Tidal alignment of galaxies
Jonathan Blazek, Zvonimir Vlah, Uroš Seljak
TL;DR
This paper advances intrinsic alignment modeling by formulating a nonlinear tidal-alignment framework that incorporates one-loop perturbative corrections, density weighting, and smoothing of the tidal field. It carefully treats the alignment epoch and redshift evolution, and separates perturbative contributions from nonperturbative halo-scale physics to extend IA predictions down to the one-halo regime. The authors demonstrate that density weighting is a dominant nonlinear effect, inducing a bias-dependent IA amplitude and B-mode power, and they show improved agreement with IA measurements of luminous red galaxies compared with linear and nonlinear alignment models. A complementary halo-based approach for small scales reveals saturation of the IA signal inside halos, with implications for cosmic shear analyses and future mitigation strategies.
Abstract
We develop an analytic model for galaxy intrinsic alignments (IA) based on the theory of tidal alignment.
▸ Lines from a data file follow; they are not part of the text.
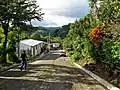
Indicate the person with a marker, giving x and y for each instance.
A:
(24, 60)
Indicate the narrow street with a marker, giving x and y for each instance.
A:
(51, 72)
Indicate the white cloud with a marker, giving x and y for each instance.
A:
(61, 12)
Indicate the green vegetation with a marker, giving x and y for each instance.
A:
(96, 36)
(15, 14)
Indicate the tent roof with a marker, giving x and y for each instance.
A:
(30, 42)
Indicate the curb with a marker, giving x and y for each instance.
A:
(15, 65)
(100, 80)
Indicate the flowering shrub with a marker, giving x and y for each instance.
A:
(95, 36)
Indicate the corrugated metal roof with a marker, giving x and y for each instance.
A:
(31, 42)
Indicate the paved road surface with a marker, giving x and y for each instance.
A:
(49, 73)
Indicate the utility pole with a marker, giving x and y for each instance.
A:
(49, 41)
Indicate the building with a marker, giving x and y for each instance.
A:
(32, 47)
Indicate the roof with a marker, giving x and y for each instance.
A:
(31, 42)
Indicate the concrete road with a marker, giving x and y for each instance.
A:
(49, 73)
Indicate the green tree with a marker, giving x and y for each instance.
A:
(17, 13)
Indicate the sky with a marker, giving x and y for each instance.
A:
(61, 12)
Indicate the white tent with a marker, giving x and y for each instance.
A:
(33, 47)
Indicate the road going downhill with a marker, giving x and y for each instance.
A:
(49, 73)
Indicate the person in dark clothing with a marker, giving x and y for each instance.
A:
(24, 61)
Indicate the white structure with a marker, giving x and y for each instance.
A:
(33, 47)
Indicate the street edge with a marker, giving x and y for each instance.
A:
(96, 77)
(15, 65)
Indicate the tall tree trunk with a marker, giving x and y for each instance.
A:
(5, 28)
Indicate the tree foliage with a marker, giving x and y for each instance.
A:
(17, 13)
(96, 35)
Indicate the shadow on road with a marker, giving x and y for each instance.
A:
(12, 84)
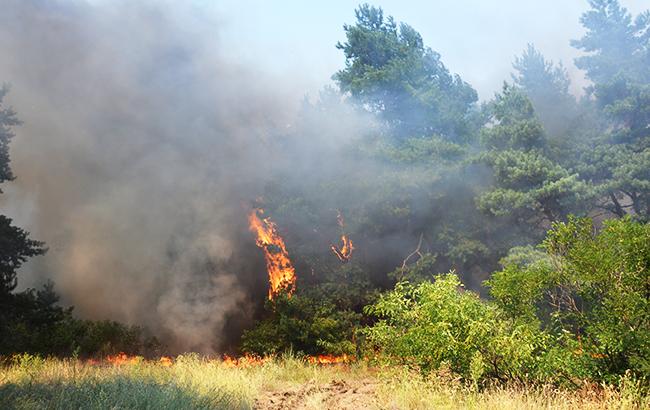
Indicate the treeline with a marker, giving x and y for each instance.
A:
(495, 193)
(450, 185)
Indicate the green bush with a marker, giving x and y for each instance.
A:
(439, 324)
(303, 325)
(591, 292)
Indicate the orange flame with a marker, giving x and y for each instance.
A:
(281, 272)
(166, 361)
(329, 359)
(122, 358)
(345, 252)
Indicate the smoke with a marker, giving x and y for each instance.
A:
(141, 149)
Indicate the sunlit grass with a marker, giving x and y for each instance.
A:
(192, 382)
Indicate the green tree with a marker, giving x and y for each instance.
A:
(547, 87)
(15, 245)
(437, 324)
(591, 291)
(390, 72)
(617, 160)
(528, 186)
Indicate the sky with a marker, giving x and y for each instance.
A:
(477, 39)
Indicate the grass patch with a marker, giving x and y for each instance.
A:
(193, 382)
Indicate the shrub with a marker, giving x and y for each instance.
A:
(591, 293)
(439, 324)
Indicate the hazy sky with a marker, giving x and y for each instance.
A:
(478, 39)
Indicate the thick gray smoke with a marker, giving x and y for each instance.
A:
(141, 149)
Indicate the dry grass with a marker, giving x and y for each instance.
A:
(194, 382)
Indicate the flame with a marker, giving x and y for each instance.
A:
(281, 272)
(244, 361)
(329, 359)
(122, 358)
(166, 361)
(345, 252)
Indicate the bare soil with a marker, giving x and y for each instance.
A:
(335, 395)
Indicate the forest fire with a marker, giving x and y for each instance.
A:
(123, 358)
(344, 253)
(282, 275)
(329, 359)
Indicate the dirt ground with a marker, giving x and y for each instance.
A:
(335, 395)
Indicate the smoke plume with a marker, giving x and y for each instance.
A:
(141, 149)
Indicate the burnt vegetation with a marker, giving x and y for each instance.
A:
(505, 241)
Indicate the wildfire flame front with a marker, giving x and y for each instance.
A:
(282, 275)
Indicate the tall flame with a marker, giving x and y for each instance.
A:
(344, 253)
(281, 272)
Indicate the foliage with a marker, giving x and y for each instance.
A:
(302, 325)
(438, 324)
(391, 72)
(616, 60)
(590, 292)
(547, 87)
(529, 186)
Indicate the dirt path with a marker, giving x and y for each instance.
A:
(335, 395)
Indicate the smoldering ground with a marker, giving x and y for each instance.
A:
(141, 150)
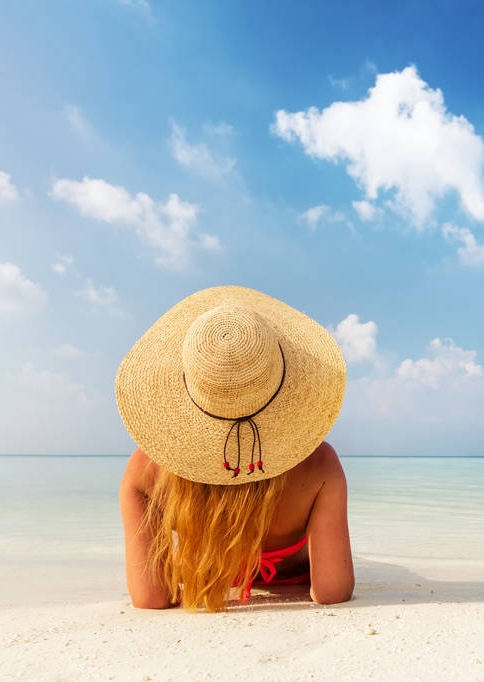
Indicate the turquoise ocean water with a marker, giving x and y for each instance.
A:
(63, 512)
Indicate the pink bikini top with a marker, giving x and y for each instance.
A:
(268, 569)
(269, 560)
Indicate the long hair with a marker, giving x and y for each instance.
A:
(219, 531)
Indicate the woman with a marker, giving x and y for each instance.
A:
(229, 396)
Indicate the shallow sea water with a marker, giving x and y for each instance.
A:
(60, 522)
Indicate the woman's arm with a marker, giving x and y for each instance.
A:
(137, 480)
(332, 576)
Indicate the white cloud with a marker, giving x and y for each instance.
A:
(447, 361)
(198, 157)
(342, 83)
(169, 228)
(102, 297)
(313, 216)
(401, 139)
(62, 264)
(220, 129)
(356, 339)
(77, 120)
(431, 405)
(470, 253)
(8, 192)
(366, 210)
(210, 242)
(17, 293)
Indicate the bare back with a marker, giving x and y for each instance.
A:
(313, 504)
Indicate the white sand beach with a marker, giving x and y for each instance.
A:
(402, 624)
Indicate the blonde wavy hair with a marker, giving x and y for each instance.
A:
(217, 541)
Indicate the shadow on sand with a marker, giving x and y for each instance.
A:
(377, 584)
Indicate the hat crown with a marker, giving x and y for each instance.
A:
(232, 361)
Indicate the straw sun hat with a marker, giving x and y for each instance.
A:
(231, 386)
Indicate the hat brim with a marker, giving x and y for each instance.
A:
(165, 423)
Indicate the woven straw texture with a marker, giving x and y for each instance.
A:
(230, 352)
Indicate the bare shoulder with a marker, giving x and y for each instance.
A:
(324, 465)
(140, 472)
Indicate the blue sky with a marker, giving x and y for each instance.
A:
(330, 154)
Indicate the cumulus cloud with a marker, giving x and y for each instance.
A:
(18, 295)
(8, 192)
(356, 339)
(471, 252)
(315, 215)
(400, 144)
(423, 405)
(366, 210)
(447, 360)
(198, 157)
(169, 228)
(101, 297)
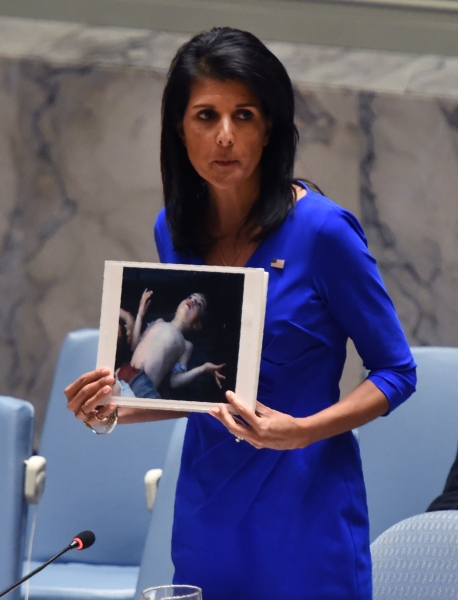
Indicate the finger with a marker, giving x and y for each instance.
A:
(229, 421)
(241, 409)
(91, 396)
(72, 390)
(102, 413)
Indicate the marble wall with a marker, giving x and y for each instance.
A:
(79, 142)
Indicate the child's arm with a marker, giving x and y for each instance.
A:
(142, 308)
(181, 376)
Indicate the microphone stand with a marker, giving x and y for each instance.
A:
(38, 569)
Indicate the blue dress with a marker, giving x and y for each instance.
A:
(269, 525)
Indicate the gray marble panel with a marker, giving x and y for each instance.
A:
(79, 167)
(409, 202)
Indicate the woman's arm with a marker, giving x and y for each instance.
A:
(267, 428)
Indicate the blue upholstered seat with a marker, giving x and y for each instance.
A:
(93, 482)
(407, 455)
(16, 437)
(417, 559)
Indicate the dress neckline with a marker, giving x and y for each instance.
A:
(265, 241)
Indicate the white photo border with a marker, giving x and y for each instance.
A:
(252, 326)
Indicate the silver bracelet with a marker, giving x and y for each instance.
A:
(108, 427)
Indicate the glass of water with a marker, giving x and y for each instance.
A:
(166, 592)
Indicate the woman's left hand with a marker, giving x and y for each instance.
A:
(263, 428)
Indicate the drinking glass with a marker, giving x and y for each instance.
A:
(171, 592)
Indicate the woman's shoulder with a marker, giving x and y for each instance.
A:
(163, 238)
(323, 216)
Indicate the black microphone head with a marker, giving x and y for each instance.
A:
(84, 540)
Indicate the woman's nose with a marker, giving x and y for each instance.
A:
(225, 134)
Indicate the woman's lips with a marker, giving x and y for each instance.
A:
(225, 163)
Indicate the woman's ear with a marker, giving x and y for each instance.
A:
(268, 131)
(180, 131)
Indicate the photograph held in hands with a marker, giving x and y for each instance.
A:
(179, 336)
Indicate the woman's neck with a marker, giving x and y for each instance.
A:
(229, 208)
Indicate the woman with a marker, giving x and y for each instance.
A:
(282, 514)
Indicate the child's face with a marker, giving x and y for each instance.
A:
(191, 310)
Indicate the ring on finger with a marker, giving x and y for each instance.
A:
(101, 419)
(88, 416)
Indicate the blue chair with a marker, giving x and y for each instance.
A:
(93, 482)
(407, 455)
(156, 567)
(16, 438)
(417, 558)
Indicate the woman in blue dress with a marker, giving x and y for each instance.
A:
(270, 504)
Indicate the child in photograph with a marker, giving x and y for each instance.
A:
(163, 349)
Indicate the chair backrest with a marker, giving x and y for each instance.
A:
(417, 558)
(406, 456)
(16, 438)
(94, 482)
(156, 567)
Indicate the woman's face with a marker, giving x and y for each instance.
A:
(224, 130)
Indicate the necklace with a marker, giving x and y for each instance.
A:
(236, 255)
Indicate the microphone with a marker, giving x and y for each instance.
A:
(83, 540)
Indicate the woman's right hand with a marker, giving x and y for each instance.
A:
(88, 396)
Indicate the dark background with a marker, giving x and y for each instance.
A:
(218, 340)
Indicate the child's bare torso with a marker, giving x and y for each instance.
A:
(159, 349)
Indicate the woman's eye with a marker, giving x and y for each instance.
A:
(245, 115)
(205, 115)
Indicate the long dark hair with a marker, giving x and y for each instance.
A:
(226, 54)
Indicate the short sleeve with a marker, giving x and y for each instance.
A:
(347, 279)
We calculate all relevant nonlinear corrections at one-loop order, including effects from nonlinear density evolution, galaxy biasing, and source density weighting. Contributions from density weighting are found to be particularly important and lead to bias dependence of the IA amplitude, even on large scales. This effect may be responsible for much of the luminosity dependence in IA observations. The increase in IA amplitude for more highly biased galaxies reflects their locations in regions with large tidal fields. We also consider the impact of smoothing the tidal field on halo scales. We compare the performance of this consistent nonlinear model in describing the observed alignment of luminous red galaxies with the linear model as well as the frequently used "nonlinear alignment model," finding a significant improvement on small and intermediate scales. We also show that the cross-correlation between density and IA (the "GI" term) can be effectively separated into source alignment and source clustering, and we accurately model the observed alignment down to the one-halo regime using the tidal field from the fully nonlinear halo-matter cross correlation. Inside the one-halo regime, the average alignment of galaxies with density tracers no longer follows the tidal alignment prediction, likely reflecting nonlinear processes that must be considered when modeling IA on these scales. Finally, we discuss tidal alignment in the context of cosmic shear measurements.